Post feed-in tariff futures for pioneer renewable plants: Biogas
Florian Stoltzenberger’s first encounter with the concept of biogas was in the movie Mad Max Beyond Thunderdome. It was 1990 and, at the time, he was looking out for an extra income stream for his pig farm. Inspired by Mad Max, he began to research biogas technology and grew interested in trying it out himself.
In 1993, Stoltzenberger built a biogas plant from scratch (few components were available at that time), and he started using pig manure, flotate fats and biowaste from food production as substrate. Today, the electric power he generates is fed into the public grid and the thermal energy is used for grain drying as well as heat supply for company buildings and houses on the farm.
As one of the earliest exponents of biogas electricity generation in Germany, Stoltzenberger is one of the first to reach the end of his 20 year feed-in tariff agreement. As of 1 January 2021, he has had to directly market his energy.
There are approximately 9,500 biogas plants operating in Germany. They are generating around 11 percent of Germany’s gross renewable electricity output (2020). On 31 December 2020, 1000 plants came to the end of their 20-year feed-in tariff allocation, leaving many in trouble. Fachverband Biogas predicts that about 200-250 plants will have to close.
When the energy ministry announced a reform of the Renewable Energy Act (EEG) in 2016, including a limited growth path for biomass installations, the government reasoned that it didn’t make sense to support the most expensive form of renewable power when others were still gradually falling in price.
Neither biogas technology nor the costs for substrate, which also depend on the land price and the limited amount of space to grow energy plants, are expected to become much cheaper in the future.
Few farmers interested in auctions for reduced feed-in payment
Since 2017, all biogas plants over 150 kW capacity have had the opportunity to bid for government contracts in auctions; about 300 plants have participated so far, of which around 260 have received contracts. The maximum auction price for biogas is lower than the old feed-in tariff, so many biogas plants haven’t bothered to compete for part of the tender. But without a contract, those losing the feed-in tariff may find it difficult to survive at all.

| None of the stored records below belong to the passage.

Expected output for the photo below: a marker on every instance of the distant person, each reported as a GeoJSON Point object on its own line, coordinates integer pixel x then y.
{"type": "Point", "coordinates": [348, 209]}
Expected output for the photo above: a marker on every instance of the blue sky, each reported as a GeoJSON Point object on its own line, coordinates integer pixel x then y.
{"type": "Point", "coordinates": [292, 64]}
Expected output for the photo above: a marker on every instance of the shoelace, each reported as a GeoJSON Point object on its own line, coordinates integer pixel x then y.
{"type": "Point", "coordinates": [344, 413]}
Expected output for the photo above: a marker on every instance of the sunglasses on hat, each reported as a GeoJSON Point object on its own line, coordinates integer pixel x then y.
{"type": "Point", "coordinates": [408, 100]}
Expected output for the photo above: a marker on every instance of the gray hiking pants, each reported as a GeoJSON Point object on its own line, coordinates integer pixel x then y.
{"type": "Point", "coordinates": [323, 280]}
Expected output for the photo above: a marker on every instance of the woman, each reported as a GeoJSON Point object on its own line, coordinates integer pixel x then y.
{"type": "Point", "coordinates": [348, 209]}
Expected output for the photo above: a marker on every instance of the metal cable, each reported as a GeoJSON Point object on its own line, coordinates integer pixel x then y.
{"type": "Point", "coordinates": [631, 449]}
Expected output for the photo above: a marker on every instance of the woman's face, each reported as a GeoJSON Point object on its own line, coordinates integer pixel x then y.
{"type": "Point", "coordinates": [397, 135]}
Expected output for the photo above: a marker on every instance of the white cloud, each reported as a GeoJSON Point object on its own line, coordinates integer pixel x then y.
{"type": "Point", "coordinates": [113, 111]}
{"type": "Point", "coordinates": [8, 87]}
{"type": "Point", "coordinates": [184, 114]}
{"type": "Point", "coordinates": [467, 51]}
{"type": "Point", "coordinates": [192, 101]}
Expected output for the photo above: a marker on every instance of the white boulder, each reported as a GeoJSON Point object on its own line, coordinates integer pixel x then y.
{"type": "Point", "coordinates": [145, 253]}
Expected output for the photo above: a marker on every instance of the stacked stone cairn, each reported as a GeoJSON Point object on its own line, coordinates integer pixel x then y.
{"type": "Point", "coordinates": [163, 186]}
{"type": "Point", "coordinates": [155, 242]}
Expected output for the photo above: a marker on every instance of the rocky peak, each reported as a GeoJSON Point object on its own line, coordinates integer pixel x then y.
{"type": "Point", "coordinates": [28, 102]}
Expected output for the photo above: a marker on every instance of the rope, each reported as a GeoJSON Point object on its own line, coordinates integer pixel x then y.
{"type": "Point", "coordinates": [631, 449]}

Florian Stoltzenberger is one plant operator who has successfully bid for a government contract to continue generating biogas. He has 650 fattening pigs on 250 hectares in the northeast of Baden Württemberg on the border with Bavaria and for the last 20 years biogas has been a mainstay of his business. He has been innovative, using manure from neighbouring farms and developing plans to use spelt husks from a nearby agricultural business as substrate. With the loss of the feed-in tariff, Stoltzenberger can no longer depend on biogas as a principle revenue stream on his farm, but he is in a fortunate position compared to smaller plants and those that have not won government tenders.
Biogas can be compared to the fire service: it’s worth the investment so it’s there when you need it.
The 2021 EEG stipulates that all plants bigger than 150 kW can participate in the auctions. The maximum bidding offer for existing biogas plants is 18.4 cents per kilowatt-hour (ct/kWh). For new plants, the maximum bidding offer is 16.4 ct/kWh. A flexibility premium of 65 euros per kilowatt of installed capacity per year is also available, allowing plants to earn more by expanding to meet demand when needed. The opportunity to earn more from peak prices has been available since 2014 but has not been widely taken up by biogas plants. Only around 150 out of a total of 9,359 plants are run flexibly according to demand and to support grid stability, a 2020 report commissioned by the agency for renewable resources (Fachagentur Nachwachsende Rohstoffe – FNR) has found.
Making use of their flexibility could be the Raison d'Être for biogas plants
According to the German Biomass Research Centre (DBFZ), currently around 3,300 biogas and biomethane plants with an installed capacity of around 2.2 gigawatts receive a so-called flexibility premium under the EEG. With this premium, feeding electricity into the grid in high-demand periods promises additional revenues, but only a small fraction has already been operated on this basis, an analysis conducted by Agrarservice Lass GmbH has found. So although biogas in theory has the considerable advantage over other renewables, such as wind and solar power, that its output can be steered and geared to times of peak demand and low availability of other renewables, most biogas plant operators are still relying on the fixed remuneration they get for feeding electricity into the grid permanently.
When it comes to the post feed-in tariff future, smaller plants are in a more precarious position than larger installations; those smaller than 150 kW (of which there are approximately 3,000, according to the German Biogas Association (Fachverband Biogas), which lost the feed-in tariff at the end of 2020, have been granted a short extension in feed-in payments until the end of 2021.
Andrea Horbelt of Fachverband Biogas says she hopes the government will take note of the closures that result from the loss of the feed-in payments. Unlike for wind and solar, biogas has costs (such as the cultivation of substrate crops) which make it more expensive to generate power. However, the advantage of biogas is that it offers reliable energy regardless of the weather. She says that biogas can be compared to the fire service: it’s worth the investment so it’s there when you need it.